I started working on this for two reasons, first because the MongoDB
documentation build process was lagging under some process creation
overhead and using buildcloth as a meta-build system was clearly not
holding up.
Second, I wanted to write a static site generator that used a fully
concurrent internal model. My initial plan was to use the buildcloth
meta-build system, but that clearly wouldn’t hold up at scale so I
needed something like buildcloth.
Finally, there aren’t actually a lot of generalized build automation
tools: Make, Ninja, SCons, Waf, and Rake plus a small cluster of Java
tools (Ant, Maven, sbt, Gradle). See the wikipedia list of build
automation
tools.
How can I use Buildcloth? Is Buildcloth right for my project?#
If you want, you can use Buildcloth as a Make replacement, using the
buildc
front end. For build systems that already have Python code to
wrap or implement build steps, Buildcloth may be much more efficient
than using something like Make. For other kinds of builds, the benefits
may be less pronounced.
You can also use Buildcloth as a library in your own Python programs if
you need a way of ruining build-jobs in a parallel, dependency aware
mode.
I’ve started to think think buildcloth is really a sort of embedable,
small-scale, local version of something like
celery. Or maybe it’s just a
collections of decent wrappers around
multiprocessing.Pool.
Regardless, there aren’t a lot of really intuitive tools around that
make async processing/parallel execution easy and fun in Python, so if
you need to do this kind of processing work, take a look.

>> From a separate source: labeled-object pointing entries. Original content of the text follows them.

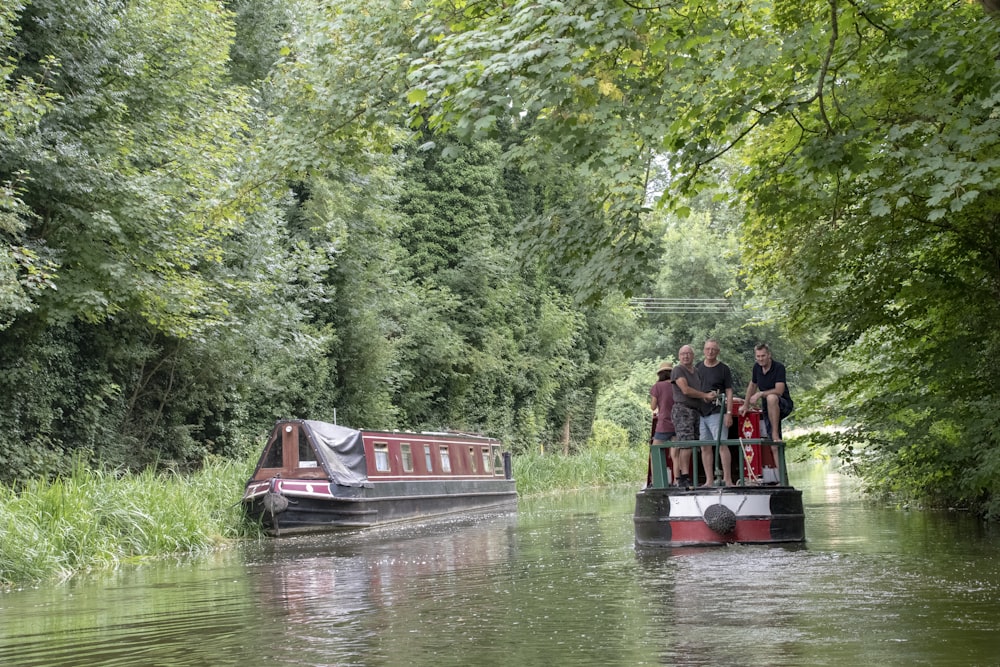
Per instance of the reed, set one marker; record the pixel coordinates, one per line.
(544, 473)
(103, 519)
(100, 519)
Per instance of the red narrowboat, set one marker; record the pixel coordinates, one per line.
(314, 476)
(762, 508)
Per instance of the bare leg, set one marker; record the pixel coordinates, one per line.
(708, 463)
(774, 415)
(727, 458)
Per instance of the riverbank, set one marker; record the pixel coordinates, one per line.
(102, 520)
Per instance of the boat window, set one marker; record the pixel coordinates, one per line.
(381, 457)
(307, 458)
(274, 454)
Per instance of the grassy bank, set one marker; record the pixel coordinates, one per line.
(99, 520)
(538, 473)
(102, 520)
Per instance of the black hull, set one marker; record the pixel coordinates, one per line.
(388, 502)
(748, 515)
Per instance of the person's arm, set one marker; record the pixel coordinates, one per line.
(748, 402)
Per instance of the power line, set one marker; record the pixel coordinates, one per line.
(657, 305)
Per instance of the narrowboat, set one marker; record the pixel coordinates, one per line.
(314, 476)
(762, 507)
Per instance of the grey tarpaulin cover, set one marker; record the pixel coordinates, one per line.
(342, 451)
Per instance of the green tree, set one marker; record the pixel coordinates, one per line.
(866, 136)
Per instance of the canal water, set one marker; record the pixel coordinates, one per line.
(556, 583)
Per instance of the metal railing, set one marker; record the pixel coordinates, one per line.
(743, 473)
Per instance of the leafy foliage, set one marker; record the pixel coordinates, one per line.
(864, 136)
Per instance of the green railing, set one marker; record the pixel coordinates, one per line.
(740, 476)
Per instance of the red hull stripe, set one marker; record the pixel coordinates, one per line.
(698, 532)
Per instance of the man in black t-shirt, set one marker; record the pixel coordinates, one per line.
(769, 384)
(716, 376)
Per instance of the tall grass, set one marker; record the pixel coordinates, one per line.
(105, 519)
(543, 473)
(100, 519)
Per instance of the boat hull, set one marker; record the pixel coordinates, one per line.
(672, 517)
(290, 507)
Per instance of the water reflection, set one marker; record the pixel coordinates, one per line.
(558, 582)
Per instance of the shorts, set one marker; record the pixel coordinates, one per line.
(710, 426)
(685, 421)
(784, 409)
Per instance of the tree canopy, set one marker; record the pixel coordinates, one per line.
(861, 140)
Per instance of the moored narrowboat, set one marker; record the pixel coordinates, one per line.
(762, 508)
(315, 476)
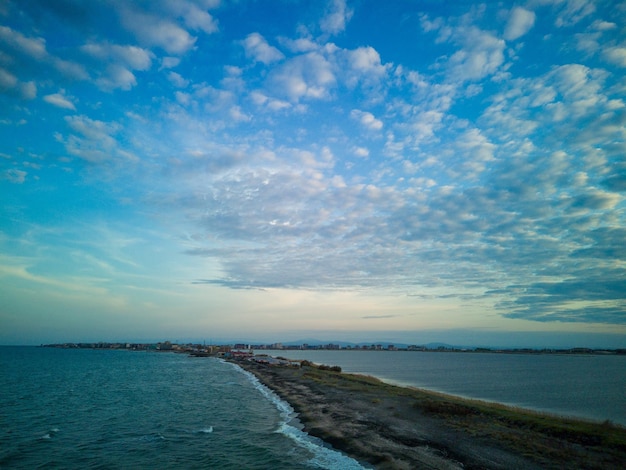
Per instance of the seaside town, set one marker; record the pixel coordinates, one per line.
(241, 349)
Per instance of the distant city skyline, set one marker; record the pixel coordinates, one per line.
(363, 171)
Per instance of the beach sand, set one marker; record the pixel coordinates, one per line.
(390, 427)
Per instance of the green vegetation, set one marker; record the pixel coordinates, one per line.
(542, 436)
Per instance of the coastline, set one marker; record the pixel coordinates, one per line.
(393, 427)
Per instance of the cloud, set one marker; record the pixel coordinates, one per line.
(481, 55)
(119, 62)
(60, 100)
(306, 76)
(94, 140)
(34, 47)
(14, 176)
(158, 31)
(337, 15)
(257, 48)
(572, 11)
(366, 119)
(616, 55)
(519, 23)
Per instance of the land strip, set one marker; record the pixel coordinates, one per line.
(391, 427)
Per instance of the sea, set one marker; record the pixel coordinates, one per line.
(584, 386)
(114, 409)
(118, 409)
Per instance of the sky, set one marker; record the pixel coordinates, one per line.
(408, 171)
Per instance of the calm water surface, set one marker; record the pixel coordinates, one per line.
(104, 409)
(585, 386)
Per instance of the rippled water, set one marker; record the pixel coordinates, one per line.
(63, 408)
(585, 386)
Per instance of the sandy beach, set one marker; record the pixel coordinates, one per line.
(390, 427)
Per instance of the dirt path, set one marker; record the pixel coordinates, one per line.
(399, 428)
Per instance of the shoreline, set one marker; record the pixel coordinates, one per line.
(395, 427)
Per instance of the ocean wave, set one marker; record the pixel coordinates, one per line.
(323, 455)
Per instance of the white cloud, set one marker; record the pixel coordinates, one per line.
(132, 57)
(305, 76)
(116, 76)
(572, 11)
(60, 100)
(337, 15)
(481, 53)
(95, 141)
(157, 31)
(258, 48)
(120, 61)
(169, 62)
(361, 152)
(366, 119)
(177, 80)
(520, 22)
(14, 176)
(32, 47)
(600, 25)
(616, 55)
(7, 79)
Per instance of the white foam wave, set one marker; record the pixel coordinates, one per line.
(324, 456)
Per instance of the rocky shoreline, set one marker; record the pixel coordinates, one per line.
(391, 427)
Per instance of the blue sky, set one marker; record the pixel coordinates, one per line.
(275, 170)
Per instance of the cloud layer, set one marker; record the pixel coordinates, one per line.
(477, 156)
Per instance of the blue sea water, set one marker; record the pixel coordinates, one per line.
(105, 409)
(583, 386)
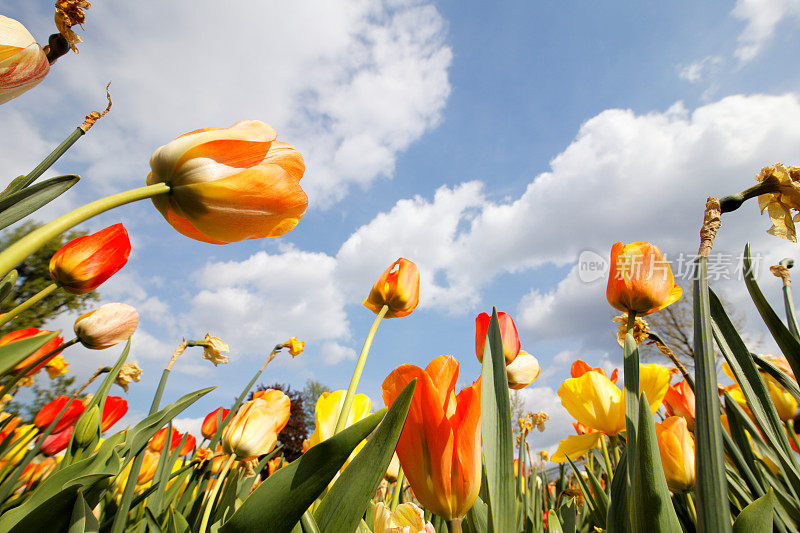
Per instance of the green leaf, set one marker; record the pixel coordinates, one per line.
(711, 487)
(651, 505)
(756, 517)
(284, 496)
(14, 353)
(344, 505)
(618, 518)
(22, 203)
(498, 438)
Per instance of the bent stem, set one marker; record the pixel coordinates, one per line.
(362, 360)
(214, 492)
(27, 304)
(17, 252)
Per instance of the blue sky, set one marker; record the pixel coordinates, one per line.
(490, 146)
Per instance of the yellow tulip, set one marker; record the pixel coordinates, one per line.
(676, 447)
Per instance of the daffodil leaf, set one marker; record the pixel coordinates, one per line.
(498, 438)
(344, 505)
(711, 486)
(756, 517)
(283, 497)
(20, 204)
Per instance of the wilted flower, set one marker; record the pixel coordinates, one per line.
(213, 348)
(295, 346)
(83, 264)
(676, 446)
(640, 279)
(398, 288)
(441, 425)
(56, 366)
(406, 518)
(253, 431)
(641, 329)
(230, 184)
(106, 326)
(23, 63)
(129, 373)
(779, 204)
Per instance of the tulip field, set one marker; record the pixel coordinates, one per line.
(656, 447)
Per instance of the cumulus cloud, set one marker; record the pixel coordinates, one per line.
(762, 18)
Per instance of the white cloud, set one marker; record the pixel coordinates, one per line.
(351, 84)
(762, 17)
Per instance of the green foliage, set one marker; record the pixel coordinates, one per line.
(33, 276)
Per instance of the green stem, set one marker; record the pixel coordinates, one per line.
(130, 486)
(17, 252)
(362, 360)
(791, 321)
(214, 492)
(631, 376)
(27, 304)
(398, 488)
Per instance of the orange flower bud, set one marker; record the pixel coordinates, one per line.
(397, 287)
(640, 279)
(508, 332)
(676, 447)
(23, 63)
(443, 426)
(83, 264)
(209, 427)
(113, 410)
(106, 326)
(230, 184)
(49, 412)
(51, 345)
(253, 431)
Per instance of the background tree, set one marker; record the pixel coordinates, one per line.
(33, 276)
(296, 430)
(311, 393)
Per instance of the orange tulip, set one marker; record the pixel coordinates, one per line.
(508, 332)
(106, 326)
(397, 287)
(113, 410)
(676, 447)
(51, 345)
(640, 279)
(48, 413)
(440, 446)
(679, 401)
(83, 264)
(253, 431)
(230, 184)
(23, 63)
(209, 427)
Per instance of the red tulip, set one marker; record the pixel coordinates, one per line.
(508, 332)
(114, 409)
(51, 345)
(49, 412)
(209, 427)
(83, 264)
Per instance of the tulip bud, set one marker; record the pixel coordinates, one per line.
(211, 421)
(676, 447)
(230, 184)
(83, 264)
(106, 326)
(522, 371)
(397, 287)
(87, 430)
(508, 332)
(23, 63)
(640, 279)
(253, 431)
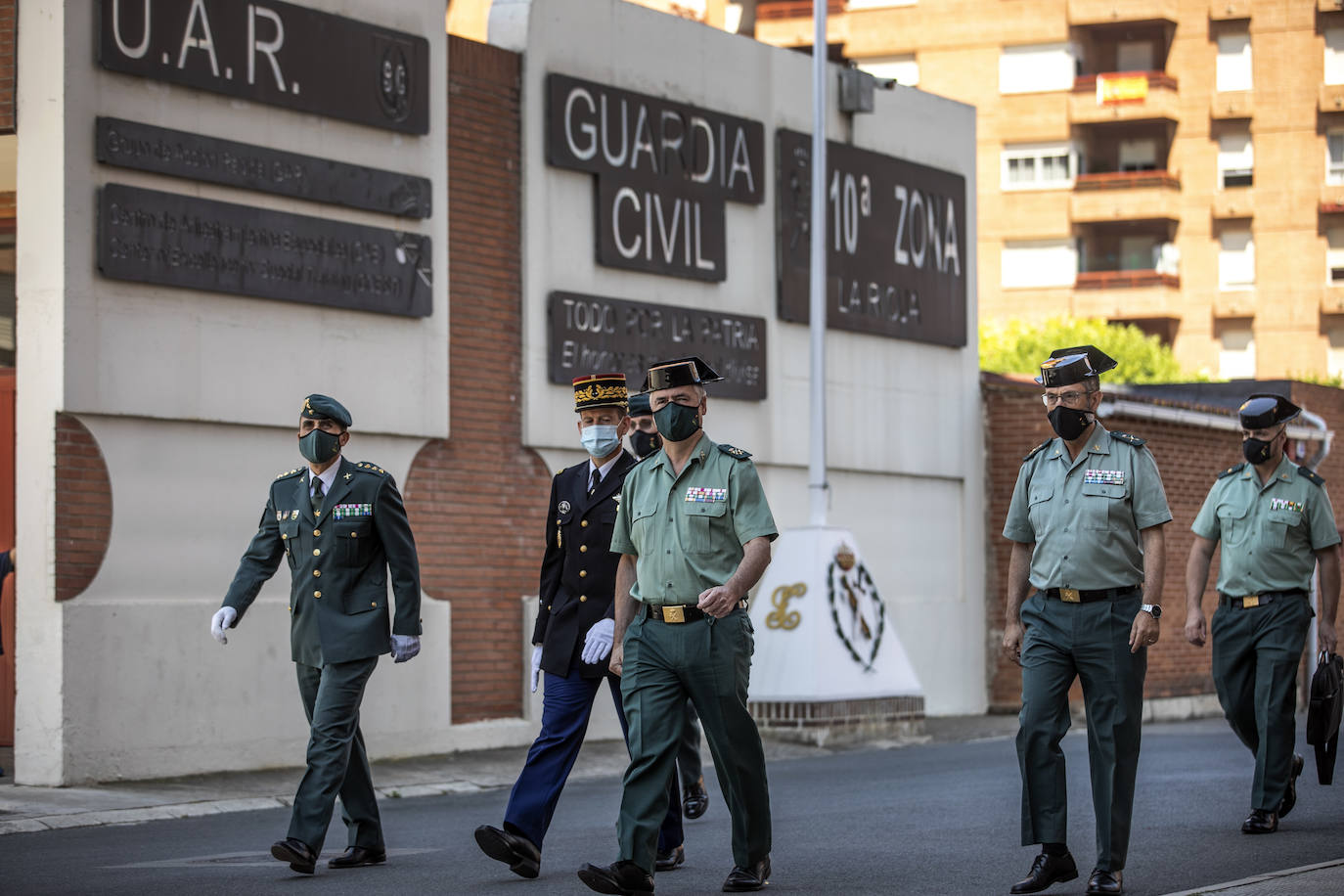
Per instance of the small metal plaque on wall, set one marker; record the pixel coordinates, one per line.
(169, 240)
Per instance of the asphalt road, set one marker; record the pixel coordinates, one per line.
(938, 819)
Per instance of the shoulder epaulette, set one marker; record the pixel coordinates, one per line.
(1037, 450)
(1129, 439)
(1311, 475)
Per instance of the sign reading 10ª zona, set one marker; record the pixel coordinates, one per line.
(895, 244)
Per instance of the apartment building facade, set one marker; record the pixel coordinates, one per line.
(1175, 164)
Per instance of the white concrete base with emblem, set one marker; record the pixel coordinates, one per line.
(829, 659)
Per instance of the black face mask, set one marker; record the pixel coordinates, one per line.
(1257, 450)
(1069, 424)
(646, 443)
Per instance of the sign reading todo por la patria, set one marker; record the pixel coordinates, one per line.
(664, 171)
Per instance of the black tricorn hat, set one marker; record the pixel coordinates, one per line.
(1069, 366)
(683, 371)
(319, 407)
(1264, 410)
(600, 389)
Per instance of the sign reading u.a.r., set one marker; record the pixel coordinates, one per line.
(273, 53)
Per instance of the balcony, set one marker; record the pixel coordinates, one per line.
(1330, 98)
(1232, 104)
(1103, 13)
(1127, 294)
(1229, 10)
(1234, 202)
(1122, 96)
(1128, 195)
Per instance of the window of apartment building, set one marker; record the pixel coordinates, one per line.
(1235, 157)
(1138, 155)
(1235, 351)
(1037, 165)
(1235, 258)
(1335, 255)
(1135, 55)
(1335, 157)
(1038, 67)
(904, 68)
(1039, 262)
(1234, 61)
(1335, 55)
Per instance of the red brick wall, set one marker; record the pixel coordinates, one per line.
(477, 500)
(8, 50)
(1188, 458)
(83, 507)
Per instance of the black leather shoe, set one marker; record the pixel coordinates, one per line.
(1046, 871)
(1261, 821)
(358, 857)
(521, 857)
(1105, 882)
(1290, 795)
(694, 799)
(671, 859)
(297, 853)
(617, 878)
(743, 880)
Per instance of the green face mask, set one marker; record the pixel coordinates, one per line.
(678, 422)
(319, 446)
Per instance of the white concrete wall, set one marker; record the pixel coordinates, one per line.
(194, 398)
(905, 427)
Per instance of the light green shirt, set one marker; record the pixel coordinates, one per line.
(1271, 532)
(687, 531)
(1085, 514)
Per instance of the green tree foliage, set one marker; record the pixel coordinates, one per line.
(1019, 347)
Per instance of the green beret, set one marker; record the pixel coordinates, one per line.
(322, 407)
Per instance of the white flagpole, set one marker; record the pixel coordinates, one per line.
(818, 284)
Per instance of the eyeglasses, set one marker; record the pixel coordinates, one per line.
(1071, 399)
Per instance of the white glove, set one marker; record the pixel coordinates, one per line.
(405, 647)
(597, 645)
(223, 618)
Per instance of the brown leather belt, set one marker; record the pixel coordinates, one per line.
(1074, 596)
(679, 612)
(1257, 600)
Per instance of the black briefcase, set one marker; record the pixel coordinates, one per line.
(1322, 716)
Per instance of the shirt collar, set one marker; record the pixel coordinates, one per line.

How well tested is Buildcloth?#
There’s a complete unit test suite with 400 tests (last count) that
should ensure that things stay stable as the product continues to
develop. In this respect buildcloth is really well tested
(particularly for a project of its age.) In other respects, its less
well tested.
Now that things are comparatively stable, I’m pretty eager to begin
using the buildsystem and make sure all of the higher-level aspects work
well.
What aspects need the most improvement?#
I need to devise a way to save some state between builds so that
buildcloth can check to see if a target needs to be rebuilt by seeing if
the content of the dependent files has changed. Currently, (like many
tools,) buildcloth must rebuild things based on a comparison of modified
times from the file system, which do not necessarily indicate a required
rebuild.
This isn’t really a buildcloth problem, but I also find myself
frustrated by the error reporting of tasks running inside the
multiprocessing pool. I’m thinking of wrapping tasks right before
calling them in a way that will capture output and make it easier to
kill zombie tasks and dead pools.
What would you do differently next time?#
I wrote the implementation in a very bottom-up sort of way, and as a
result the design and testing suite feels a little bottom up. In the
long term I think it was the right decision, but I think that in the
medium term it will lead to some awkwardness.
Furthermore, build systems are fundamentally static and there’s no good
way to “add jobs to the top of the pipe.” I don’t yet have a good
answer to this problem (yet,) but shouldn’t be insurmountable.